When switch law \(x < - 1\), defining third subsystem is \(\begin{array}{l} \frac{{dx}}{{dt}} = \mathrm{{ - }}x\mathrm{{ - }}3 \\ \frac{{dy}}{{dt}} = - x \\ \end{array}\), the general solution is

$$\begin{aligned} \left\{ \begin{array}{ll} x(t) = \frac{1}{2}C1 \times {e^{ - \frac{1}{2}t}}(\sin (\frac{{\sqrt{3} }}{2}t) - \sqrt{3} \cos (\frac{{\sqrt{3} }}{2}t)) \\ +\,\frac{1}{2}C2 \times {e^{ - \frac{1}{2}t}}(\sqrt{3} \sin (\frac{{\sqrt{3} }}{2}t) + \cos (\frac{{\sqrt{3} }}{2}t)) \\ y(t) = C1 \times {e^{ - \frac{1}{2}t}}\cos (\frac{{\sqrt{3} }}{2}t) + C2 \times {e^{ - \frac{1}{2}t}}\sin (\frac{{\sqrt{3} }}{2}t) + 3 \\ \end{array} \right. \end{aligned}$$

(7)

According to the general solution in Eqs. 5–7, when \(t \rightarrow \infty \), x(t), y(t) are all tended to 0. Therefore, when \(t \rightarrow \infty \), three subsystems of Example 3.1 are all tended to globally exponential stability. Supposed initial value is \(x(0) = \mathrm{{ - }}1,y(0) = 1\) and the value of t is from 0 to 100. Switch law of Example 3.1 is only related to the state of system, and it switches according to switch law in Fig. 5(a). Using MATLAB, we can draw the system state response and phase plane diagram in Figs. 5(b) and (c).

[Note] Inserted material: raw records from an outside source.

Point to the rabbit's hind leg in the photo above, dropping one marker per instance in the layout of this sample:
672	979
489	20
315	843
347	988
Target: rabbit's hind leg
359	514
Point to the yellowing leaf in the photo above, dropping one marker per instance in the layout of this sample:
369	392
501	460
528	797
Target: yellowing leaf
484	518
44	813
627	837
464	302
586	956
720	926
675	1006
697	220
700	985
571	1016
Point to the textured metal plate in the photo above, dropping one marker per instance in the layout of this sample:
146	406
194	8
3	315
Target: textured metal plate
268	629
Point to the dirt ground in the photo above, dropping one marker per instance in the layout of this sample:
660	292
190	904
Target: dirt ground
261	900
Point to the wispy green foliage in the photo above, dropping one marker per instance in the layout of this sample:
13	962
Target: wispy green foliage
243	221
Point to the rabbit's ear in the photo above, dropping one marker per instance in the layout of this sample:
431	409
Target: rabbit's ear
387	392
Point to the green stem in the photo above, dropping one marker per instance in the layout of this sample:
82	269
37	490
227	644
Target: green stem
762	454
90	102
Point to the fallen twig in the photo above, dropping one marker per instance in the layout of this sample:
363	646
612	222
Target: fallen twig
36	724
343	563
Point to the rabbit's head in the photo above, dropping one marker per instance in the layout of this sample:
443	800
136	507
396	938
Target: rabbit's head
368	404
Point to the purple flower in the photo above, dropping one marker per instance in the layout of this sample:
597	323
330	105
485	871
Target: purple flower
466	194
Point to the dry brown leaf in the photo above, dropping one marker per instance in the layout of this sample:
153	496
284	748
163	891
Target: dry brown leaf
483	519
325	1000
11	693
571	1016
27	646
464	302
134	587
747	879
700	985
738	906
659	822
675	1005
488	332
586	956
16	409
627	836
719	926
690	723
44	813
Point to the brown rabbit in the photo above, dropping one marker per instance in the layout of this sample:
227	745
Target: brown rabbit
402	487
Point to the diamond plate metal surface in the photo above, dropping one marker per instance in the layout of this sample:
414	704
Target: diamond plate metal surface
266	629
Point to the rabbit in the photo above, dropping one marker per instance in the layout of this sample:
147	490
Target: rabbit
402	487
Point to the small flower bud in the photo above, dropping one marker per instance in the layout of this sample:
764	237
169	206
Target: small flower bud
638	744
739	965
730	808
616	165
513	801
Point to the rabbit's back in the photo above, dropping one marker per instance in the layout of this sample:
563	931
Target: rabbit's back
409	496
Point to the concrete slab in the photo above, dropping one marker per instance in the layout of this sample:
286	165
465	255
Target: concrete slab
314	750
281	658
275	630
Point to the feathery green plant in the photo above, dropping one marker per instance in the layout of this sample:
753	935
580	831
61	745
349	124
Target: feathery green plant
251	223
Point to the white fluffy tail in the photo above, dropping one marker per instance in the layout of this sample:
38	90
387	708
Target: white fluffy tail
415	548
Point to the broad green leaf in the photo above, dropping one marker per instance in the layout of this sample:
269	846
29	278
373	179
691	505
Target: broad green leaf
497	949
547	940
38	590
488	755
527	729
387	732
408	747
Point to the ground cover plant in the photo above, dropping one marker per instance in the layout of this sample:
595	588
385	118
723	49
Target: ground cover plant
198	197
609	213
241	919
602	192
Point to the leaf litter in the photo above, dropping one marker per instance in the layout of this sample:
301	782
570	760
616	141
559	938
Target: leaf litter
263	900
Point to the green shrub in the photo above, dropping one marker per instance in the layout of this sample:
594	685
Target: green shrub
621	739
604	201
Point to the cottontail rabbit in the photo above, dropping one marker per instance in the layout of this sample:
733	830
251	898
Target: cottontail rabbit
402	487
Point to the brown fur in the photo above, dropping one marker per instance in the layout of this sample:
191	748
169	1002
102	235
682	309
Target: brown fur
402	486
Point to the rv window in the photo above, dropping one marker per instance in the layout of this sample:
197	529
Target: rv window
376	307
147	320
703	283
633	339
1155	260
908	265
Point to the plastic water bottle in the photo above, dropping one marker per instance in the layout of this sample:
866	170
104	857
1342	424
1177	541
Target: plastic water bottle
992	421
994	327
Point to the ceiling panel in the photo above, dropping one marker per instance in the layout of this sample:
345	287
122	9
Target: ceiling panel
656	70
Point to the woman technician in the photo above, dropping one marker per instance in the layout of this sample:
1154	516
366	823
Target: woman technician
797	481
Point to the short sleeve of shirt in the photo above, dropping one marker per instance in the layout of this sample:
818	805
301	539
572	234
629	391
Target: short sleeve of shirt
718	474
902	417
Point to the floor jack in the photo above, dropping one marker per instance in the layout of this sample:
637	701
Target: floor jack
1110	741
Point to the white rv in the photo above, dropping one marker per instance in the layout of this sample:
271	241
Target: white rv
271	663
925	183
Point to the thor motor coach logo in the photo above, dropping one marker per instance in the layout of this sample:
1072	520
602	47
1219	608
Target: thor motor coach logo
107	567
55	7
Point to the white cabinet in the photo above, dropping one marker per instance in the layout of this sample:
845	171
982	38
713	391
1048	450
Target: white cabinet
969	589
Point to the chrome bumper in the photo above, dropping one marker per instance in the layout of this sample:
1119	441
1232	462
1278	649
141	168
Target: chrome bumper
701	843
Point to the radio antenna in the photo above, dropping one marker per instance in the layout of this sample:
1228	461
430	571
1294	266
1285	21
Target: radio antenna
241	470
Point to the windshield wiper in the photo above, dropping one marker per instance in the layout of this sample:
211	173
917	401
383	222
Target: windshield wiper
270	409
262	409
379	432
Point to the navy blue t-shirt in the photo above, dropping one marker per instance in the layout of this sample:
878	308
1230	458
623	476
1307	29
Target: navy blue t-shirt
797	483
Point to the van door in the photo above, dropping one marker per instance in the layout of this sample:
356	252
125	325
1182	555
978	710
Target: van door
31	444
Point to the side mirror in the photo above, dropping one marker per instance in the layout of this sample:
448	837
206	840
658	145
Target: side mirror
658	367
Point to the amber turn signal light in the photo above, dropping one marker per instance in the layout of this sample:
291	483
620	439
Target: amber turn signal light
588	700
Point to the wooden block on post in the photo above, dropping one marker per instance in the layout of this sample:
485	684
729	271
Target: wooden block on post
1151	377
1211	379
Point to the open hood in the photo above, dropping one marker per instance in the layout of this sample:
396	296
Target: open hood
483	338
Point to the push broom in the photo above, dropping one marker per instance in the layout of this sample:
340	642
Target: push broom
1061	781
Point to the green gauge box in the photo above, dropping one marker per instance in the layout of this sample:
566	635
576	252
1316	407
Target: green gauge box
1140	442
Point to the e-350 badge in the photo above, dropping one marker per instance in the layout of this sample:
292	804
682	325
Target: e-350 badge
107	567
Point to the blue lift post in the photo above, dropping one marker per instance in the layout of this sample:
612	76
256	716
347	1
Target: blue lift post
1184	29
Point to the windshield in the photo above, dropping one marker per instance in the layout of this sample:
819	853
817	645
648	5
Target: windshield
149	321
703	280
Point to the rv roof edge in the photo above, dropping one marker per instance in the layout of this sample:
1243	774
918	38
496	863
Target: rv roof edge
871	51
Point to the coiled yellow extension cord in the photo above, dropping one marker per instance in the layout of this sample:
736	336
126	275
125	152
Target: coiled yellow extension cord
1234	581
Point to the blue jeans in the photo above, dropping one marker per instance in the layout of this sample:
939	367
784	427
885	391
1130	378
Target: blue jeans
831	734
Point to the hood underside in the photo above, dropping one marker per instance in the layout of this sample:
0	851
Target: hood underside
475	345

According to state response and phase plane curve of subsystems in Fig. 6, we can see that first and second subsystem are all tended to stability in Fig. 6(a) and in Fig. 6(b), third subsystem is unstable in Fig. 6(c), but the whole switched system is tended to globally exponential stability under the switch law in Fig. 5(c).

4 Conclusions

The article mainly expounds several kinds of switched system and their background, meaning and purpose of system simulation, establish mathematical model of each kind of switched system and analyzes stability of periodically switched system, impulsive switched system and designed event driven switched system whose switch strategy is related to the state of subsystem. Simultaneously, using MATLAB simulation software, we simulate and program those switched system and analyzes their stability from the whole switched system and their subsystems to study their relationship.

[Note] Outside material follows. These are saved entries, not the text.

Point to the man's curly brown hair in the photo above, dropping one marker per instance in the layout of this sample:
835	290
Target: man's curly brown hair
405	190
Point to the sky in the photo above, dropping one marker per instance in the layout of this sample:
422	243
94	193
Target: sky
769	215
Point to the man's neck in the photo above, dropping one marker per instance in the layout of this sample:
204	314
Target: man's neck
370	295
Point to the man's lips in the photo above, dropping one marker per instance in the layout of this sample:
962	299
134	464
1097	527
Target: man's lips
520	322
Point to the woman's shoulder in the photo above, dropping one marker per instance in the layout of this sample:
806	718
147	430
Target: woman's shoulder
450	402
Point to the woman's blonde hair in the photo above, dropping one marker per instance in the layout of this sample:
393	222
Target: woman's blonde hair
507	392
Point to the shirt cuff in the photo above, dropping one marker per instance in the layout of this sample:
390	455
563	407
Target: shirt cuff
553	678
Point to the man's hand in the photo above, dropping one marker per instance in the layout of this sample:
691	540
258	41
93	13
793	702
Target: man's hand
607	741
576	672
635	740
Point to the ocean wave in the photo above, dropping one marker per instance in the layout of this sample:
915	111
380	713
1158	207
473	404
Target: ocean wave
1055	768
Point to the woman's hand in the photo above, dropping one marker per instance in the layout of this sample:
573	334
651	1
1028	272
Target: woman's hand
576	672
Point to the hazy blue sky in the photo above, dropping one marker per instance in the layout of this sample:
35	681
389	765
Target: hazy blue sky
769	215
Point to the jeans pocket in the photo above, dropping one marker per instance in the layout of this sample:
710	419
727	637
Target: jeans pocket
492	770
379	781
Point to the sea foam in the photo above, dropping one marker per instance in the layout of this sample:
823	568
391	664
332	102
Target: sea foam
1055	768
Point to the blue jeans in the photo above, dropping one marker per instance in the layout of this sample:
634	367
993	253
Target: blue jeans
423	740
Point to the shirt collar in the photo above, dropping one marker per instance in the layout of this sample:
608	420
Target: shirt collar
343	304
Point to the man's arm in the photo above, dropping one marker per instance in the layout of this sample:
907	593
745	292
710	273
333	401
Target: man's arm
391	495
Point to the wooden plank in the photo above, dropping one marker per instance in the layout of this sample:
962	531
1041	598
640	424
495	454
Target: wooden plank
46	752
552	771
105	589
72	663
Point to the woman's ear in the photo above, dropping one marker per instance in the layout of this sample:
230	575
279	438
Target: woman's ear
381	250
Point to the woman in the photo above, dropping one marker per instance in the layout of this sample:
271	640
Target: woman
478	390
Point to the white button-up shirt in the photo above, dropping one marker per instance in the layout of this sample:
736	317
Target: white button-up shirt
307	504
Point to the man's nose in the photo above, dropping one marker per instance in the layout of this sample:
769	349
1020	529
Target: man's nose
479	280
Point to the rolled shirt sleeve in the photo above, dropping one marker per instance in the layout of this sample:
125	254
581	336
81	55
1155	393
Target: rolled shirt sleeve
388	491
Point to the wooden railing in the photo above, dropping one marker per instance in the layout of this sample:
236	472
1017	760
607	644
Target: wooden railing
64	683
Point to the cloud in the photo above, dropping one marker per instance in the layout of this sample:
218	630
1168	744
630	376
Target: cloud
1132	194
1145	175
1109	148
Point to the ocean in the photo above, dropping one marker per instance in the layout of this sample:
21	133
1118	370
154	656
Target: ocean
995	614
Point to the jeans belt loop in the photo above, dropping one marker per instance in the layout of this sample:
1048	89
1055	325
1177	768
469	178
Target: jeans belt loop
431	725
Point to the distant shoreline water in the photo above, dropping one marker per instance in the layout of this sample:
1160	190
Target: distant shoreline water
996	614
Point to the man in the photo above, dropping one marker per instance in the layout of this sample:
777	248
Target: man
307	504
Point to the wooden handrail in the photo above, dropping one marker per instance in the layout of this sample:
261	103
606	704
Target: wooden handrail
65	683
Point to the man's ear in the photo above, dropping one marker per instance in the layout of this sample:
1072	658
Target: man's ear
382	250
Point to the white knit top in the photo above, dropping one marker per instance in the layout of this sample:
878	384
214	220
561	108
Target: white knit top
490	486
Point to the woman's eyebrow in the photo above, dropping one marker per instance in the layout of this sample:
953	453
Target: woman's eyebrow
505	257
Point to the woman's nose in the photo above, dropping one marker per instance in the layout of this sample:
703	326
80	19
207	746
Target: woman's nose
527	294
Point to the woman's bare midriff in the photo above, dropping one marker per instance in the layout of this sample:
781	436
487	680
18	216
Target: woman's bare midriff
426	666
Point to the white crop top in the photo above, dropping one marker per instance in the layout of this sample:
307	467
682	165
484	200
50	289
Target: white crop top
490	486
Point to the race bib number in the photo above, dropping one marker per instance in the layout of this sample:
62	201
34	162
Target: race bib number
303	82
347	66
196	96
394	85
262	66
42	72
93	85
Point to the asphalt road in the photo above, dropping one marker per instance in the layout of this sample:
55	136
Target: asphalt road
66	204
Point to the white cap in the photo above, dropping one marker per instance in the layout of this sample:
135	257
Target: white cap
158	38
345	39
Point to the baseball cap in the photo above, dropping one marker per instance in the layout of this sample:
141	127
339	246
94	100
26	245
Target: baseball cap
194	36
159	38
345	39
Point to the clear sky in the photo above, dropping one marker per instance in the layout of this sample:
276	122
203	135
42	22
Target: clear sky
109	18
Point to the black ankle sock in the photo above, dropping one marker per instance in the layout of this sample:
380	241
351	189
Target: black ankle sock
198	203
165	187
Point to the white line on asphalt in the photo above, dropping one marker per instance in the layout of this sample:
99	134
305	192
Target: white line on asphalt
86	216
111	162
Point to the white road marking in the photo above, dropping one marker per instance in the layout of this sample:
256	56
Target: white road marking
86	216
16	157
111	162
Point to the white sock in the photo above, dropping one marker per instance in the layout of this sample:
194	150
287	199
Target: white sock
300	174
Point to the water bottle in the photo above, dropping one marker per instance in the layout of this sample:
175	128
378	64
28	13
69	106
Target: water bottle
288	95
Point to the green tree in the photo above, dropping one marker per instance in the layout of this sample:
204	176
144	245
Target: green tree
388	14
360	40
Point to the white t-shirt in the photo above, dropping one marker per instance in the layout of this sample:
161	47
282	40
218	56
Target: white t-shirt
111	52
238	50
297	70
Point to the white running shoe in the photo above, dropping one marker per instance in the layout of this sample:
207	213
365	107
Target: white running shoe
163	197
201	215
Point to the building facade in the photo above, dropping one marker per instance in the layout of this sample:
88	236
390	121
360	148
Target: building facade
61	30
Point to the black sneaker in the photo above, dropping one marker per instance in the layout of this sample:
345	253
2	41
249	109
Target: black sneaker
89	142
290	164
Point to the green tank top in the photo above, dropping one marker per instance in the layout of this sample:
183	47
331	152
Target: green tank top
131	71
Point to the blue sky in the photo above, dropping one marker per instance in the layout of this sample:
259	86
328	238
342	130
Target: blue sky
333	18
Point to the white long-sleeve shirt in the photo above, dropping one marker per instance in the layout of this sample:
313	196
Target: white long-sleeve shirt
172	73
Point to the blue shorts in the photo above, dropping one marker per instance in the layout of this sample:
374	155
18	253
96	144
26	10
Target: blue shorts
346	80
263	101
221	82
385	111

Stability is the basic condition of running a system, and is a challenging issue in the study of switched system [8]. So if you want to study the evolution process of a system, you must study the stable condition of system running. At present, many problems of switched systems still have miraculous differences and arguments in the academic which include the uncertainty and emergent of hybrid system, and there have no necessary and sufficient conditions to prove the stability of one switched system. So now, switched systems, scientific theories about simulation and method systems need to be further thought and developed in order to better apply to reality and solve more problems in more field of reality.